Baked Ocean Trout with Parsley Macadamia Butter
Baked Ocean Trout
- 200g unsalted butter, softened
- 1 cup (150g) macadamias, roasted, chopped
- Finely grated zest and juice of 1 lemon, plus extra wedges to serve
- 1 1/2 cups firmly packed flat-leaf parsley leaves, chopped, plus extra to serve
- 1.2kg side ocean trout (skin on), pin-boned
- 2/3 cup (100g) macadamias, roasted
- 1 cup loosely packed dill fronds
- 1 cup firmly packed flat-leaf parsley leaves
- 1 cup firmly packed coriander leaves, plus extra to serve
- 1/4 cup (60ml) extra virgin olive oil
- Finely grated zest and juice of 1 lemon
Prep Time: 10 mins
Cook Time: 20 mins
Recipe by: Shannon Bennett
Preheat oven to 180°C. Grease a large baking tray and line with baking paper.

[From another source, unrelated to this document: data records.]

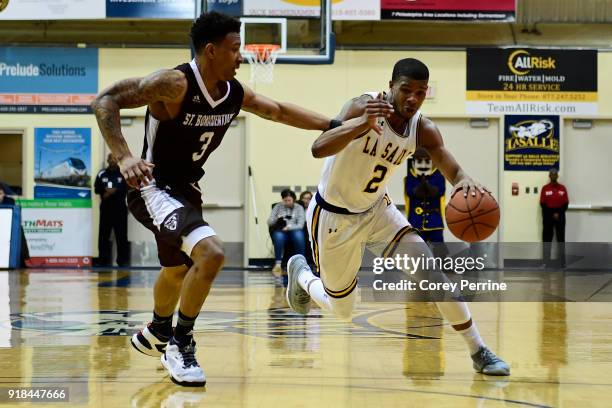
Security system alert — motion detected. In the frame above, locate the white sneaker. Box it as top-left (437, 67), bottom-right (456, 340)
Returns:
top-left (161, 340), bottom-right (206, 387)
top-left (272, 263), bottom-right (283, 278)
top-left (131, 323), bottom-right (170, 357)
top-left (287, 254), bottom-right (310, 315)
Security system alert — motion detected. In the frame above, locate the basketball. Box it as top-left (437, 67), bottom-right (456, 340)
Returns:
top-left (446, 190), bottom-right (499, 242)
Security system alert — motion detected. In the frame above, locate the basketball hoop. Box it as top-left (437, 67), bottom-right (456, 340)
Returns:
top-left (244, 44), bottom-right (281, 84)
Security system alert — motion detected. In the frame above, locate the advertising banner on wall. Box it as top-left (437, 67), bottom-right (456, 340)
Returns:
top-left (243, 0), bottom-right (380, 20)
top-left (106, 0), bottom-right (196, 20)
top-left (206, 0), bottom-right (242, 17)
top-left (0, 0), bottom-right (106, 20)
top-left (504, 115), bottom-right (560, 171)
top-left (34, 128), bottom-right (91, 199)
top-left (381, 0), bottom-right (516, 22)
top-left (466, 48), bottom-right (598, 116)
top-left (19, 200), bottom-right (93, 266)
top-left (0, 47), bottom-right (98, 113)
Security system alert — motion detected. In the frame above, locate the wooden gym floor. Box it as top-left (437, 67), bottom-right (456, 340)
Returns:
top-left (0, 270), bottom-right (612, 408)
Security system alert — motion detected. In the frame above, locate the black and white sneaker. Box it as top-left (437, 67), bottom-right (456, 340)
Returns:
top-left (131, 323), bottom-right (170, 357)
top-left (161, 340), bottom-right (206, 387)
top-left (472, 347), bottom-right (510, 375)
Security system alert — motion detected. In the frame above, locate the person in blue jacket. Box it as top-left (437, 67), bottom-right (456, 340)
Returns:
top-left (404, 147), bottom-right (446, 243)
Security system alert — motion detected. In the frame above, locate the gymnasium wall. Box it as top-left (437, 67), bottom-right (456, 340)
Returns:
top-left (5, 49), bottom-right (612, 258)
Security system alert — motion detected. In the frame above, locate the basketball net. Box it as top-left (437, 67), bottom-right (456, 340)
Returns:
top-left (244, 44), bottom-right (280, 84)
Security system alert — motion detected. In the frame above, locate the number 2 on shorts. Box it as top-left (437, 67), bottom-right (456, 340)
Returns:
top-left (363, 164), bottom-right (387, 193)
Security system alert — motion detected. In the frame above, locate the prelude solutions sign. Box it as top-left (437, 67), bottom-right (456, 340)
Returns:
top-left (0, 47), bottom-right (98, 114)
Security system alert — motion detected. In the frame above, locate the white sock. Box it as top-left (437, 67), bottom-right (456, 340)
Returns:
top-left (298, 269), bottom-right (332, 312)
top-left (458, 321), bottom-right (485, 355)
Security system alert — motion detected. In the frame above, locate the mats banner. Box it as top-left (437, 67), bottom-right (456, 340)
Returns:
top-left (243, 0), bottom-right (380, 20)
top-left (381, 0), bottom-right (516, 22)
top-left (0, 47), bottom-right (98, 113)
top-left (0, 0), bottom-right (105, 20)
top-left (34, 128), bottom-right (91, 198)
top-left (19, 200), bottom-right (92, 266)
top-left (504, 115), bottom-right (560, 171)
top-left (466, 48), bottom-right (598, 116)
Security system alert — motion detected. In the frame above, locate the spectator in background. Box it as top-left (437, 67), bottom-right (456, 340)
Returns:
top-left (0, 181), bottom-right (30, 267)
top-left (404, 147), bottom-right (446, 242)
top-left (298, 190), bottom-right (314, 266)
top-left (268, 189), bottom-right (306, 276)
top-left (94, 154), bottom-right (130, 266)
top-left (298, 190), bottom-right (312, 211)
top-left (540, 169), bottom-right (569, 268)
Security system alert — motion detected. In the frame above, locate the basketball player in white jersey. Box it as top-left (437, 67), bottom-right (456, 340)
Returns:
top-left (287, 58), bottom-right (510, 375)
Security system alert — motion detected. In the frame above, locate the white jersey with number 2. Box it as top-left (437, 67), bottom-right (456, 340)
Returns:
top-left (318, 92), bottom-right (421, 213)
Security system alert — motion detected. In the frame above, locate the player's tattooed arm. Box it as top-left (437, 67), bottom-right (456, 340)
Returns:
top-left (418, 117), bottom-right (486, 196)
top-left (242, 85), bottom-right (330, 130)
top-left (91, 70), bottom-right (187, 188)
top-left (311, 95), bottom-right (393, 158)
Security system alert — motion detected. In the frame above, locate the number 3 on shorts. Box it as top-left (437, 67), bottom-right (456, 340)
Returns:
top-left (191, 132), bottom-right (215, 161)
top-left (363, 164), bottom-right (387, 193)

Place butter in a food processor and whiz until spreadable. Add macadamia, lemon zest and juice, parsley and a pinch of salt flakes, and pulse until nuts and parsley are roughly chopped.
Place fish, flesh-side up, on prepared tray and spread evenly with butter mixture. Place tray on top rack of oven, and roast, basting with butter mixture occasionally, for 15-20 minutes for medium, or until cooked to your liking. Stand for 10 minutes to rest.
Meanwhile, for macadamia pesto, whiz all ingredients in a food processor until finely chopped. Season well.
Transfer fish to a serving platter and scatter with extra parsley and coriander. Serve with pesto and lemon wedges.